Bowden had been feeling poorly in recent weeks and had been visiting doctors, who were trying to get to the bottom of what ailed him, according to Pima County Supervisor Ray Carroll, a good friend of Bowden.
Bowden laid down for a nap and passed in his sleep, according to Carroll.
He was 69.
Bowden, a onetime Tucson Citizen reporter, was a hard-edged author whose first books pioneered a sort of environmental noir style but in recent years, he had focused on the dark underbelly of the drug war.
We’d say RIP, but we have a a feeling that wherever Chuck is, he’s already raising hell.
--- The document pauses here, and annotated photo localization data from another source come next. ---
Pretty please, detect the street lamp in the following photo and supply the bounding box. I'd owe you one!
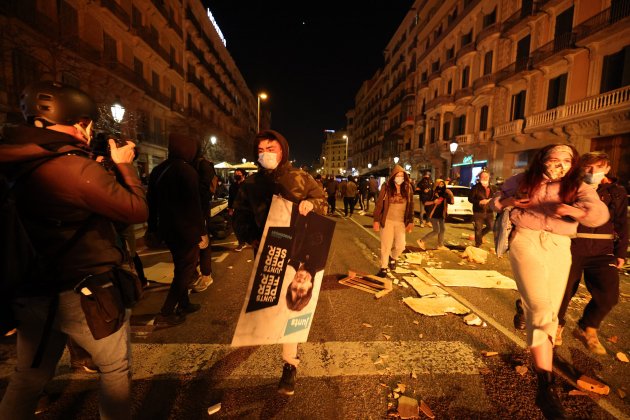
[210,136,217,145]
[393,156,399,164]
[342,134,349,172]
[242,158,247,164]
[111,100,125,123]
[257,92,268,133]
[449,139,459,179]
[367,163,372,169]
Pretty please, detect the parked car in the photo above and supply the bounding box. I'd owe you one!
[414,185,473,222]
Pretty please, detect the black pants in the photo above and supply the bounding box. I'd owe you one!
[354,194,364,210]
[343,197,356,216]
[162,242,199,315]
[473,212,494,247]
[558,253,620,329]
[366,192,378,211]
[327,195,336,214]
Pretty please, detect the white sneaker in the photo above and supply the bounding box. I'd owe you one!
[193,275,213,293]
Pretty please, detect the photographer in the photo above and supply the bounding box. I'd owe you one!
[417,179,454,251]
[0,81,147,419]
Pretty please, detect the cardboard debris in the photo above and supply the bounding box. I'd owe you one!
[404,276,448,297]
[403,296,469,317]
[411,370,418,379]
[482,351,498,357]
[382,333,391,341]
[397,396,419,418]
[410,270,440,285]
[393,392,400,399]
[393,278,400,285]
[515,365,528,376]
[143,262,174,284]
[464,314,482,326]
[607,335,618,343]
[461,246,488,264]
[419,400,435,419]
[401,282,409,288]
[394,383,406,393]
[569,390,589,397]
[403,252,424,265]
[339,270,393,298]
[617,388,626,399]
[425,268,518,290]
[577,375,610,395]
[395,267,412,274]
[419,333,423,339]
[616,352,629,363]
[362,323,373,328]
[413,320,419,325]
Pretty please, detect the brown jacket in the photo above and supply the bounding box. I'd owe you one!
[373,164,415,228]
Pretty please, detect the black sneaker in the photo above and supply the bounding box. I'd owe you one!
[513,299,526,330]
[375,268,388,278]
[177,303,201,315]
[277,363,297,396]
[388,257,397,270]
[154,313,186,327]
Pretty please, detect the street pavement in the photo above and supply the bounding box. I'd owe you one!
[0,200,629,419]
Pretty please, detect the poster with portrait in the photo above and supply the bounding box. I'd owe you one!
[231,195,335,347]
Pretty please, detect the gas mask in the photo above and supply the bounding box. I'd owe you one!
[258,152,279,170]
[584,172,606,185]
[544,160,571,180]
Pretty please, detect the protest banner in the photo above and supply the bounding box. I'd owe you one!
[231,195,335,346]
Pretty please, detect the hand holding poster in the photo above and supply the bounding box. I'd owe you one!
[231,196,335,346]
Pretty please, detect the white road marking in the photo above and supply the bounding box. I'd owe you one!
[212,252,228,263]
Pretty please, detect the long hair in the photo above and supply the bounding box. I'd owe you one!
[518,144,582,204]
[387,170,411,197]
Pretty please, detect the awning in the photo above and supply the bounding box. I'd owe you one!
[233,162,258,170]
[214,161,235,169]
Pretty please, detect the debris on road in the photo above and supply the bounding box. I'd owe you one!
[481,351,498,357]
[617,388,626,399]
[395,267,412,274]
[382,333,391,340]
[515,365,528,376]
[404,276,447,297]
[577,375,610,395]
[419,400,435,419]
[403,296,469,316]
[362,323,373,328]
[461,246,488,264]
[568,390,589,397]
[424,268,518,290]
[463,313,482,326]
[616,352,629,363]
[402,252,424,265]
[339,270,393,298]
[397,396,419,418]
[607,335,618,343]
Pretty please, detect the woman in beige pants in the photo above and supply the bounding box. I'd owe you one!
[492,144,608,419]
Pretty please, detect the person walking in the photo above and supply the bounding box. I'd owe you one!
[416,171,433,227]
[343,177,358,217]
[490,144,608,419]
[147,133,208,327]
[228,168,248,252]
[324,176,338,215]
[372,165,414,277]
[0,81,147,419]
[417,179,454,251]
[233,129,325,396]
[556,152,627,354]
[366,175,379,211]
[357,177,368,214]
[468,171,497,248]
[192,152,218,292]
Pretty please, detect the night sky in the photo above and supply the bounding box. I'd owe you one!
[204,1,414,166]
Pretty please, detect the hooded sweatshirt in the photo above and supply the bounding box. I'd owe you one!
[233,130,326,244]
[147,133,204,245]
[373,164,414,227]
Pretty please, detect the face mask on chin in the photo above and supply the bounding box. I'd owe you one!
[544,161,571,180]
[584,171,605,185]
[258,152,279,170]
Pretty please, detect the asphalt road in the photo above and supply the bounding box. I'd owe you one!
[0,202,628,419]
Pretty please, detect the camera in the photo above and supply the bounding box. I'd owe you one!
[91,132,127,158]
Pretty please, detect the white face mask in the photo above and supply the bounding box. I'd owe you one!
[394,176,404,185]
[258,152,279,170]
[480,180,489,187]
[584,171,606,185]
[544,161,571,180]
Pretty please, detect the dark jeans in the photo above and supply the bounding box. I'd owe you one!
[343,197,356,216]
[558,253,619,329]
[162,241,199,315]
[354,194,364,210]
[473,212,494,247]
[327,195,336,214]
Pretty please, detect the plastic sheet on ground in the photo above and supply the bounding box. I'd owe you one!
[143,262,173,284]
[425,268,517,290]
[403,296,470,316]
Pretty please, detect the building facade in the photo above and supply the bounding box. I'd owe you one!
[319,130,349,177]
[0,0,257,176]
[349,0,630,188]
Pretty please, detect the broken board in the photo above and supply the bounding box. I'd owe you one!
[339,270,393,298]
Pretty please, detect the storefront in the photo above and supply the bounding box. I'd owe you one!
[451,154,487,186]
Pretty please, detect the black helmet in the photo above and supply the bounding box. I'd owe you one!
[20,80,98,126]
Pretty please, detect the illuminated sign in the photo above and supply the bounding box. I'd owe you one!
[462,155,474,164]
[207,8,226,47]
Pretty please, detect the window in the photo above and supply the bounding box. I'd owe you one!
[443,121,451,140]
[431,60,440,72]
[419,132,425,148]
[547,73,567,109]
[152,71,160,90]
[171,86,177,103]
[133,57,144,77]
[479,105,489,131]
[446,47,454,60]
[516,35,531,70]
[12,50,39,98]
[483,51,493,75]
[462,66,470,88]
[421,71,428,81]
[454,115,466,136]
[59,0,78,39]
[103,32,117,62]
[447,79,453,94]
[483,8,497,27]
[430,126,436,143]
[461,30,473,46]
[600,45,630,93]
[448,8,458,24]
[510,91,526,120]
[132,5,142,28]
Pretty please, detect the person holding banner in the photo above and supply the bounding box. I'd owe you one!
[233,129,326,396]
[372,165,415,277]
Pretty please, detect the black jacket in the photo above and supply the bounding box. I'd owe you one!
[468,182,497,214]
[0,125,147,293]
[571,180,628,259]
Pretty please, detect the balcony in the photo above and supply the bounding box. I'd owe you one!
[134,25,170,64]
[419,79,429,90]
[151,0,169,21]
[456,42,476,60]
[400,116,415,128]
[428,70,442,82]
[478,130,492,143]
[495,57,534,84]
[501,3,540,36]
[530,32,576,67]
[574,1,630,43]
[454,87,473,101]
[169,59,184,77]
[494,119,524,138]
[526,85,630,131]
[473,73,498,92]
[440,57,457,72]
[101,0,130,27]
[454,134,474,145]
[425,94,454,110]
[476,22,501,45]
[146,87,170,108]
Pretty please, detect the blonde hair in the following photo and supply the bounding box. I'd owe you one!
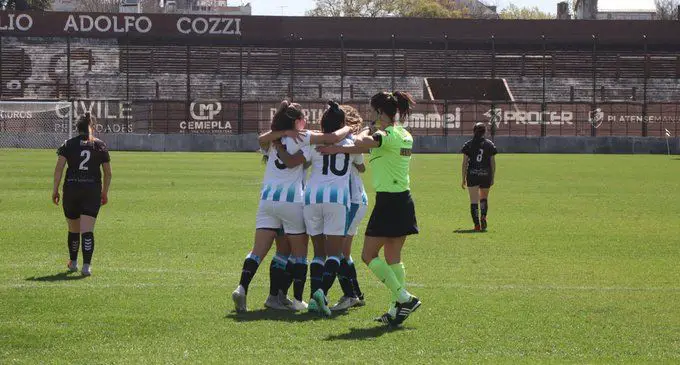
[340,105,364,134]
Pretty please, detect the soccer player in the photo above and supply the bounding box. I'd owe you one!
[461,122,497,231]
[291,101,359,316]
[352,91,422,326]
[259,140,295,305]
[231,101,351,313]
[330,105,367,311]
[52,113,112,277]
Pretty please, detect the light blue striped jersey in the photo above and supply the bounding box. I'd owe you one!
[304,137,356,206]
[349,152,368,205]
[260,135,311,203]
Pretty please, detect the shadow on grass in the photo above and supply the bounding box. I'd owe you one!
[25,272,87,282]
[324,324,407,341]
[225,309,349,323]
[454,229,486,234]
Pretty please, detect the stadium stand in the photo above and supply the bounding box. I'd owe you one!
[4,36,680,104]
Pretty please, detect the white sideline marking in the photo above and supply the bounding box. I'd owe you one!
[407,282,680,292]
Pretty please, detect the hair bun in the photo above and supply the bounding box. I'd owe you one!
[277,100,291,114]
[328,100,340,111]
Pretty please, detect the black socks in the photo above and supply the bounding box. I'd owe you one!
[81,232,94,265]
[339,257,363,298]
[239,253,260,294]
[321,256,341,296]
[471,203,480,226]
[68,232,79,261]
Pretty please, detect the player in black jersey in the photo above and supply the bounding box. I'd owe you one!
[52,113,112,276]
[461,123,497,231]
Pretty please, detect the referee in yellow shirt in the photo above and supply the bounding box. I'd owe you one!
[353,91,422,326]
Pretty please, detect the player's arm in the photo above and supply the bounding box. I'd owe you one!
[101,163,112,205]
[52,156,67,205]
[461,155,469,190]
[490,155,495,186]
[308,126,351,145]
[273,140,306,168]
[354,128,382,149]
[352,153,366,173]
[258,130,305,149]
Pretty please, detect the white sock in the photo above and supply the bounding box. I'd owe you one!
[388,303,397,318]
[396,288,411,304]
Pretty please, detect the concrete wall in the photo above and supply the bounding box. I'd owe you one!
[1,133,679,154]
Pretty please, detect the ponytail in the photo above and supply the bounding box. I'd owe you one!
[393,91,415,119]
[76,113,95,142]
[272,99,303,131]
[370,91,415,122]
[321,100,345,133]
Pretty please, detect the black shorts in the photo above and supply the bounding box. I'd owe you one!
[63,185,101,220]
[467,174,492,189]
[365,191,419,238]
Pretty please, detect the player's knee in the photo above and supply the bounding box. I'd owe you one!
[361,252,376,265]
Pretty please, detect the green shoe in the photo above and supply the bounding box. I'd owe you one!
[312,289,331,317]
[307,299,319,313]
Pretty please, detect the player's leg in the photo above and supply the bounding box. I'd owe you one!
[62,187,81,272]
[79,215,97,276]
[281,202,309,311]
[265,232,292,310]
[384,237,421,325]
[333,203,366,311]
[363,194,409,319]
[233,200,278,312]
[346,204,367,302]
[311,204,347,316]
[276,232,295,297]
[307,235,325,313]
[304,203,325,312]
[313,234,343,316]
[79,189,102,277]
[287,233,309,311]
[468,185,481,230]
[233,228,276,312]
[66,219,80,272]
[336,236,354,301]
[368,192,421,325]
[480,186,491,231]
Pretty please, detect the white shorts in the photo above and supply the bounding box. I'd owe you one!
[346,203,368,236]
[256,200,306,235]
[303,203,348,237]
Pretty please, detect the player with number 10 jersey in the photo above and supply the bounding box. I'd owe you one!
[232,100,352,314]
[303,101,361,316]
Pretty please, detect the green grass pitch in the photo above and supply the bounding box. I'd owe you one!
[1,150,679,364]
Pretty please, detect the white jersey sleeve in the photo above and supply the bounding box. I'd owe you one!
[353,153,365,165]
[349,151,368,205]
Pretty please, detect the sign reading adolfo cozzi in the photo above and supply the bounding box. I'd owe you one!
[0,11,242,37]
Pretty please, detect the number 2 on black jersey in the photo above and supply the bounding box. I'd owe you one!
[322,153,349,176]
[79,150,91,171]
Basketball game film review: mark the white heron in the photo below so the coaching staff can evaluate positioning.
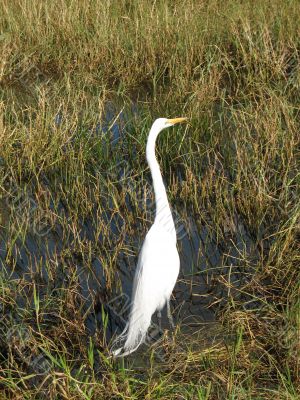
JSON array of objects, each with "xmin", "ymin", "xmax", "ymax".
[{"xmin": 111, "ymin": 117, "xmax": 187, "ymax": 357}]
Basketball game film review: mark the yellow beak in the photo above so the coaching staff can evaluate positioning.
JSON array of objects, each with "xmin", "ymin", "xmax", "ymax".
[{"xmin": 167, "ymin": 117, "xmax": 187, "ymax": 125}]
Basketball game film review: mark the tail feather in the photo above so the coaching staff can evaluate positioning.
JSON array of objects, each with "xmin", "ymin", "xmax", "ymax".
[
  {"xmin": 111, "ymin": 302, "xmax": 152, "ymax": 357},
  {"xmin": 111, "ymin": 253, "xmax": 154, "ymax": 357}
]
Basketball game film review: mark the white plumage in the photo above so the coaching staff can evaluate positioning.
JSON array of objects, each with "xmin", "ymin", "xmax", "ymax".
[{"xmin": 111, "ymin": 117, "xmax": 186, "ymax": 357}]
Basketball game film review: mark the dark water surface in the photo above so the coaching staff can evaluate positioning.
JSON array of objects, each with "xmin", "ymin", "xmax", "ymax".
[{"xmin": 0, "ymin": 104, "xmax": 260, "ymax": 363}]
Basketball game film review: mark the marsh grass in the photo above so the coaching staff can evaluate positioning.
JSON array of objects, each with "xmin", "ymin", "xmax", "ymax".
[{"xmin": 0, "ymin": 0, "xmax": 300, "ymax": 398}]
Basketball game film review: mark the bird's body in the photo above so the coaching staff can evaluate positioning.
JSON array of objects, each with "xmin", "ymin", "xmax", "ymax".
[
  {"xmin": 137, "ymin": 224, "xmax": 180, "ymax": 314},
  {"xmin": 111, "ymin": 117, "xmax": 186, "ymax": 357}
]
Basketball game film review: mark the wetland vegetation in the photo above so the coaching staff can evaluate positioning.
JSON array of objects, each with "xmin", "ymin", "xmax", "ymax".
[{"xmin": 0, "ymin": 0, "xmax": 299, "ymax": 398}]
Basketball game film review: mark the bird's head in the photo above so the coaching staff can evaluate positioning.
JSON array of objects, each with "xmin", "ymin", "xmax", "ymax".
[
  {"xmin": 147, "ymin": 117, "xmax": 187, "ymax": 151},
  {"xmin": 152, "ymin": 117, "xmax": 187, "ymax": 132}
]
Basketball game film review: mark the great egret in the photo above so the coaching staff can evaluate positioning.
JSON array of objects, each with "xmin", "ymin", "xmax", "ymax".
[{"xmin": 111, "ymin": 117, "xmax": 187, "ymax": 357}]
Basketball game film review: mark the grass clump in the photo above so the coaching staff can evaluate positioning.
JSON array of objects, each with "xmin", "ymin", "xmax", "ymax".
[{"xmin": 0, "ymin": 0, "xmax": 299, "ymax": 398}]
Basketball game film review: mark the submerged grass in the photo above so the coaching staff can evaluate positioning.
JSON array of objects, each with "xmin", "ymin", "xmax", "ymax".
[{"xmin": 0, "ymin": 0, "xmax": 299, "ymax": 398}]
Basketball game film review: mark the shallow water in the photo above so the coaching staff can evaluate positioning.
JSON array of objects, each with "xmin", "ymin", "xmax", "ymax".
[{"xmin": 0, "ymin": 103, "xmax": 259, "ymax": 363}]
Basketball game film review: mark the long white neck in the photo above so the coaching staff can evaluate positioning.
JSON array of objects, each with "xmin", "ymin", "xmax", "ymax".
[{"xmin": 146, "ymin": 124, "xmax": 176, "ymax": 242}]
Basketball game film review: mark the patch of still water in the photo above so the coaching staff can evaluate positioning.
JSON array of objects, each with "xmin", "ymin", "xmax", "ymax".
[{"xmin": 0, "ymin": 104, "xmax": 259, "ymax": 364}]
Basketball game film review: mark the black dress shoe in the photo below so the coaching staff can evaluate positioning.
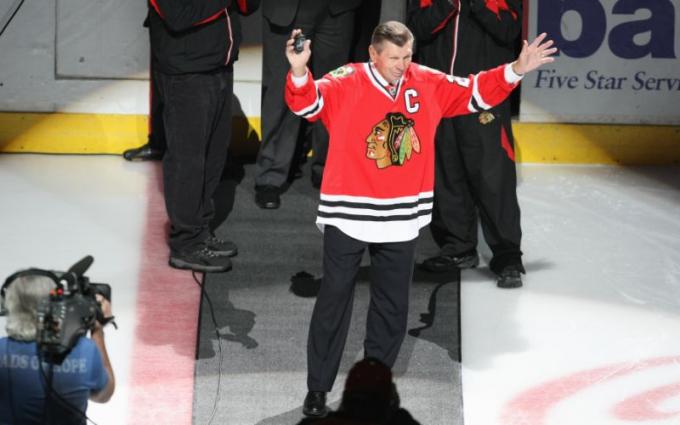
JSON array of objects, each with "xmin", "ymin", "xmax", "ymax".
[
  {"xmin": 420, "ymin": 251, "xmax": 479, "ymax": 272},
  {"xmin": 302, "ymin": 391, "xmax": 327, "ymax": 417},
  {"xmin": 496, "ymin": 265, "xmax": 523, "ymax": 289},
  {"xmin": 123, "ymin": 143, "xmax": 164, "ymax": 161},
  {"xmin": 255, "ymin": 185, "xmax": 281, "ymax": 209}
]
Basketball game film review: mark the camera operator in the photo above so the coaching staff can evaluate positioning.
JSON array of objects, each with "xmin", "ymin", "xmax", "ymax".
[{"xmin": 0, "ymin": 274, "xmax": 115, "ymax": 425}]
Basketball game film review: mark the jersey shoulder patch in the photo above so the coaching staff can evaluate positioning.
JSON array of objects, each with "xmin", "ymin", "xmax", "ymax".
[
  {"xmin": 446, "ymin": 75, "xmax": 471, "ymax": 87},
  {"xmin": 328, "ymin": 65, "xmax": 355, "ymax": 79}
]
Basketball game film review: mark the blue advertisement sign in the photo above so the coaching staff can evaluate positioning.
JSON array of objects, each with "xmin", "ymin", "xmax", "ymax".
[{"xmin": 520, "ymin": 0, "xmax": 679, "ymax": 124}]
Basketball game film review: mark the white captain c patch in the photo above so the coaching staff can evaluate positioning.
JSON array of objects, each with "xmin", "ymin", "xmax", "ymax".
[{"xmin": 404, "ymin": 89, "xmax": 420, "ymax": 113}]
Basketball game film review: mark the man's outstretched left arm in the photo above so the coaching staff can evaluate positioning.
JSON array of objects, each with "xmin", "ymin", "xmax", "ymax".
[{"xmin": 437, "ymin": 33, "xmax": 556, "ymax": 117}]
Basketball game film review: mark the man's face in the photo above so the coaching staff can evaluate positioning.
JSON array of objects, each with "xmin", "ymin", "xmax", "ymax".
[
  {"xmin": 369, "ymin": 40, "xmax": 413, "ymax": 85},
  {"xmin": 366, "ymin": 119, "xmax": 392, "ymax": 168}
]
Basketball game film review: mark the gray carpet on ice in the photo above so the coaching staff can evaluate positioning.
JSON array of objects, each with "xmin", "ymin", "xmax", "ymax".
[{"xmin": 192, "ymin": 159, "xmax": 462, "ymax": 425}]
More details to follow as we get them.
This article appears in Aug 28 – Sep 3, 2014.



An iconoclast and insightful author who told it like it is… He will be missed.
Was just thinking of him. Rest in peace old friend.
I was fortunate that I got to hear him speak a few times, and I chatted with him after the meetings. I enjoyed his books so much. He truly was a rare talent.
R.S.H. Chuck
Very sad news. My late husband worked for Chuck at City Magazine. Those were good times. I will miss you as will so many others. Rest in Peace.
Ol’ Chuckie was a one-off. Nobody like him out there nowadays. A good man whose only fault was that perhaps he cared or felt too much. Passages from “Blood Orchid” still haunt me after all these years.
There are people who can’t be replaced. He loved and understood this part of the world as well or better than anyone else. And he could explain it to others better than anyone else.
One of Chuck’s expressions when in conversation was “Ya hear me?”
We did Brother. R.I.P.
Personally, I think He’s earned the Great Post Deadline Drink in the Sky … (on the porch with a monsoon falling).
I am mesmerized with Bowden’s books – except Murder City and the like, which situations are too lurid and gruesome for me to handle. Since he left us, I realized he was the number one author in my world – because of the Sonora Desert area he wrote about, his invariably original poignant metaphors, his detailed sojourns with nature, and his naked truth. Several times I thought of trying to contact him, but I was stymied by wondering what meaningful thing I could say to such a person. I salute him.